A lot of research went into Finding Marie. I did more Navy research (on top of all I’d done for the first book in the series, Frasier Island) and many times visited the websites for the Narita International Airport and San Francisco Airport. I read up on Chinese tongs, TSA baggage rules, and the park at Old Orchard Beach. I nearly wore out my World and U.S. atlases. The whole family got into the act with a pre-Thanksgiving trip to Mystic Seaport in Connecticut. A gorgeous photo of Mystic is featured on the cover of Finding Marie. And I had a French teacher and a native French speaker edit my dialogue for the French-speaking characters.

To learn more about Susan and her books, visit her site here!

Would you like to win a copy of Finding Marie? Visit our contest page and leave a comment!

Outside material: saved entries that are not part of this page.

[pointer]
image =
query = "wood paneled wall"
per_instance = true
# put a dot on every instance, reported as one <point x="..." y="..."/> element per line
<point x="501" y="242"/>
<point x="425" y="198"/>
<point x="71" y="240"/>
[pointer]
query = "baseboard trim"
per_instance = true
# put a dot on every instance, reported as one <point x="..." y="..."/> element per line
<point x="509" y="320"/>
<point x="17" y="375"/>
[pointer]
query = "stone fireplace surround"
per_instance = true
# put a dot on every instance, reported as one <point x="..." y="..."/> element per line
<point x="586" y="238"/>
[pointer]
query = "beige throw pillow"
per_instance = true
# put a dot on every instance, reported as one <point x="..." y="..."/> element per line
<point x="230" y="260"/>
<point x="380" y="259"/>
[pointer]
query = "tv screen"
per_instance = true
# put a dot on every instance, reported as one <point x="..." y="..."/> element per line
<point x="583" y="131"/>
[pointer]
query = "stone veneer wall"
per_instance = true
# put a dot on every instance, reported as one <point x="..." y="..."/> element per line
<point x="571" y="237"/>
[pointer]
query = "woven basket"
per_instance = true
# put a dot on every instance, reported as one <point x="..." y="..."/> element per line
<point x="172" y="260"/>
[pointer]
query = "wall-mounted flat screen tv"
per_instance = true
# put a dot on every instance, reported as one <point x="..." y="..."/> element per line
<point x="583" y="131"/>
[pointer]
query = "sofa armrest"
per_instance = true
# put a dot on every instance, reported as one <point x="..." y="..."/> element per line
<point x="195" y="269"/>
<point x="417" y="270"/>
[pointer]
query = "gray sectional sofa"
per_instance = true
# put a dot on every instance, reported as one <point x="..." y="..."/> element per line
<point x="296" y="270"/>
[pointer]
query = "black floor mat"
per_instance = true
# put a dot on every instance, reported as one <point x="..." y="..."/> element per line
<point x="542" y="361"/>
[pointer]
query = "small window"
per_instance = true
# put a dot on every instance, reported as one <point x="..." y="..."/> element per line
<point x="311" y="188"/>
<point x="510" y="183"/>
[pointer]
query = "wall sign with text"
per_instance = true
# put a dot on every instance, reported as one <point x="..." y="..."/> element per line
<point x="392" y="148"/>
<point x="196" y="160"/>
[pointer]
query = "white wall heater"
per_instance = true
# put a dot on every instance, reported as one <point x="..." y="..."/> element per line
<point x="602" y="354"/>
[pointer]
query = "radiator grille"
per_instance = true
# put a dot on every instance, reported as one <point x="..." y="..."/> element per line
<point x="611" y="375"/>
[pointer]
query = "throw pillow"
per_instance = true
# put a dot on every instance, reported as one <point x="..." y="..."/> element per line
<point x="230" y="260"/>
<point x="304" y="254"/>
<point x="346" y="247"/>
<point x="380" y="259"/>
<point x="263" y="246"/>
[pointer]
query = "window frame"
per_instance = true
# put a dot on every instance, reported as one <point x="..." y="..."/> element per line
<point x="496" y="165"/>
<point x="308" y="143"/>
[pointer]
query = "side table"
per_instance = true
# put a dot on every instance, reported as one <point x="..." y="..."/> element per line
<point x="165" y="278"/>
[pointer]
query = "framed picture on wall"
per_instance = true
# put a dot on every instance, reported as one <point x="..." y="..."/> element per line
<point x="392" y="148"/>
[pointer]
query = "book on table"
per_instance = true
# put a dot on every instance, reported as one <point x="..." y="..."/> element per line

Blogger FrecklesandDeb said...

"Finding Marie had a different timetable, with most of the book happening in a week’s time, then skipping six weeks at the finale. I found myself getting confused about what time it was in different places as characters in several locations talked on the phone, agreed to meet each other, etc."

I'm having this same problem in my current project. Your advice will be very helpful! Thanks!

11:41 AM  
Anonymous Carla Gade said...

Great interview! Susan has some great ideas to help writers keep their work organized. She's a real star!

8:12 PM  
Blogger Beth Goddard said...

Good interview, Susan. I can't wait to read Finding Marie. When is it released, again? September 13th?